Although the workshop was not a voting meeting and no official positions were taken by the councilmembers, what did result from the session was a request that the city manager meet with Wilkerson to discuss how a transition might be accomplished.
No further meetings have been set – or even suggested – for the council to continue discussions on the potential structural changes in management of the utilities.
The idea for the changes originally came from Councilwoman Painter, who called for the first workshop, which was held Jan. 23. That workshop was approved by a unanimous vote of the council during its Dec. 12 meeting.
Painter made a motion near the end of the December meeting to schedule the workshop. She said later that she would like to consider the changes to create more efficiencies in city operations and create a clear chain of command under the city manager.
Before the Jan. 23 workshop began, Mayor Mitchell handed out copies of letters from former councilmen Larry Beeman and Robert Sain in favor of the shift of the utilities to a city department.

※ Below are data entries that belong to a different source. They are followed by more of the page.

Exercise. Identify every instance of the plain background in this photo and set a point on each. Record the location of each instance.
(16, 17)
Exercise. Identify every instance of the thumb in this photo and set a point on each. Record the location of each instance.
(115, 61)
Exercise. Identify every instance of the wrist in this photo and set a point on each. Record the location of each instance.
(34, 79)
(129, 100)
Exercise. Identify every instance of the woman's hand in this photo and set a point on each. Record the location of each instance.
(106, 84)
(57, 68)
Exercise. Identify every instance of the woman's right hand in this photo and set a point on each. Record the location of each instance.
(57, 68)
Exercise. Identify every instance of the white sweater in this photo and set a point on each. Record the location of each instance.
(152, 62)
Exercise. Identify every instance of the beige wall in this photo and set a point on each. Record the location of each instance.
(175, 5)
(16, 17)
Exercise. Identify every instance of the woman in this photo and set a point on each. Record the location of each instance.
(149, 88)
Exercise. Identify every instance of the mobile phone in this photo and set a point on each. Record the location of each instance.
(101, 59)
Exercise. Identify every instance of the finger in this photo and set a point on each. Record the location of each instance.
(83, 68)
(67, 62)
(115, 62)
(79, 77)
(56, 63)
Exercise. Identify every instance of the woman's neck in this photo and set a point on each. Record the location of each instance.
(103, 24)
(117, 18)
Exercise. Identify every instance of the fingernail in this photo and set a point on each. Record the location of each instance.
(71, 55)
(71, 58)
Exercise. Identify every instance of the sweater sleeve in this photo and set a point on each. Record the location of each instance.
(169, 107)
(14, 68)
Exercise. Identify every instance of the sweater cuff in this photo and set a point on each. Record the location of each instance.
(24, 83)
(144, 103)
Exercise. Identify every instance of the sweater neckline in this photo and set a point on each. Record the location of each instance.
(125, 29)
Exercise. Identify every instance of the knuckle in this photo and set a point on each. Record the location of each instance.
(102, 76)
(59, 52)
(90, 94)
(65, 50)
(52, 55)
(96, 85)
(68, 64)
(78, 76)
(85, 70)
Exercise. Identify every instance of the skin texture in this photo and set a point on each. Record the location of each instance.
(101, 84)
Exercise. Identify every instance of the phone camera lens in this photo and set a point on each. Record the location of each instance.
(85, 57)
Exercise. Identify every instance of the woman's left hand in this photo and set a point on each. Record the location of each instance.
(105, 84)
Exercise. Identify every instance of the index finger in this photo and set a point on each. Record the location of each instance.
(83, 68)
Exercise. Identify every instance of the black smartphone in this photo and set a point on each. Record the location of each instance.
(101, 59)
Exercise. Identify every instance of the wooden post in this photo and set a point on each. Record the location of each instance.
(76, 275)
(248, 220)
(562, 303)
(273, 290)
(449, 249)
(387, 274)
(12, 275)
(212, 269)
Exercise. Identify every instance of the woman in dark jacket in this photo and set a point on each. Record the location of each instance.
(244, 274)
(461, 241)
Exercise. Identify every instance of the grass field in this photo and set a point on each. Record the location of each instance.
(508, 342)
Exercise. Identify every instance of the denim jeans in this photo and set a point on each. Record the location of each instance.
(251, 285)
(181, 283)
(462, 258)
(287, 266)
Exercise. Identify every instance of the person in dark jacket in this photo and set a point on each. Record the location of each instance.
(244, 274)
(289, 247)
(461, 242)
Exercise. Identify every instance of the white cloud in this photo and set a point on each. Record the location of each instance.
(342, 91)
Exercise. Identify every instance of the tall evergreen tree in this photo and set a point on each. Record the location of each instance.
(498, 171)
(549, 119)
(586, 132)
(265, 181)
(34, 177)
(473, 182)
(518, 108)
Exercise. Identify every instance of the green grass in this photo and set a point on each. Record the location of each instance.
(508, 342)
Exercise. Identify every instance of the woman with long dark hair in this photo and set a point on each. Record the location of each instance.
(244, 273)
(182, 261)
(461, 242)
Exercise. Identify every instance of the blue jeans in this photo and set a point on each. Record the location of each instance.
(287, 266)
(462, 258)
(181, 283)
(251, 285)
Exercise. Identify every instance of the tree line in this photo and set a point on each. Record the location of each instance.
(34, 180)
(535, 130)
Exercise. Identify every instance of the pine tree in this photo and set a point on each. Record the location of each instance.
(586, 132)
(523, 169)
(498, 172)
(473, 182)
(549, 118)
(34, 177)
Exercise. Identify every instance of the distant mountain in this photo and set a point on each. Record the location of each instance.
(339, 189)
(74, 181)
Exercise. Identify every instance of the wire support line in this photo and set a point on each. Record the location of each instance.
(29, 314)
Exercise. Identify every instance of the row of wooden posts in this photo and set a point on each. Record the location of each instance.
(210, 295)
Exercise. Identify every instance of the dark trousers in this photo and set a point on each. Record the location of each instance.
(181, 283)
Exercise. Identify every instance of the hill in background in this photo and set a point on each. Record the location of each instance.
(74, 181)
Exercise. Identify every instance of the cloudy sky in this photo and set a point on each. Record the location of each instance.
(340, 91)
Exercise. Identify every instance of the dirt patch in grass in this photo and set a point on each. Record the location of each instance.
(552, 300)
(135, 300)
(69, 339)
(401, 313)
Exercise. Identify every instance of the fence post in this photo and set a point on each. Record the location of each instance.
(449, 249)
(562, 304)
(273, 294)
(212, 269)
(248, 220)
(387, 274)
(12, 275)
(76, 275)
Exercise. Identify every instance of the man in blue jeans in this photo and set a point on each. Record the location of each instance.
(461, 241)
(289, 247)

The mayor also gave out copies of an email from Angie Carrier of the UT Municipal Technical Advisory Service, which advises cities in Tennessee on legal and structural issues, that recommended the move.
“I would recommend [the utilities] be a department of the city to be treated and structured as the other departments and report to the city manager,” Carrier wrote. She added that the city’s current structure is unique “as it pertains to the day-to-day operation of the department.”
“Operationally, you have a water superintendent that reports to the Water Commission,” she said. “Because the city of Norris has a city manager form of government, I do find this to be a unique situation. In the city manager form, with a few exceptions in private act charters, all department heads report to the city manager.
“Essentially, the city of Norris has two supervisors applying and interpreting the policies of the city. This could cause culture or morale issues for employees, if the same policies are not being applied fairly throughout the organization.
“Further, staffing supports all departments and this could also result in certain inefficiencies in providing support for budget, financial oversight and human resource needs if policy implementation is not streamlined.”
Norris is under pressure from the Tennessee Division of Water Resources to fix the issue of stormwater overwhelming the sanitary sewer system during periods of heavy rain, or end up paying $23,460 in fines – or more – for violations of state regulations regarding discharge of polluted water into Buffalo Creek.
The city already has paid $4,692 in fines to the state, and would be on the hook for the rest unless its remediation plan is carried out as scheduled.
Under state law, the city cannot use property taxes to fund the sewer repairs, and also may not add any of those expenses to water bills.
Not all water customers have sewer service in Norris.
The city must get grants and/or borrow money to pay for the sewer upgrades, and then pay off the loans using higher sewer rates for customers.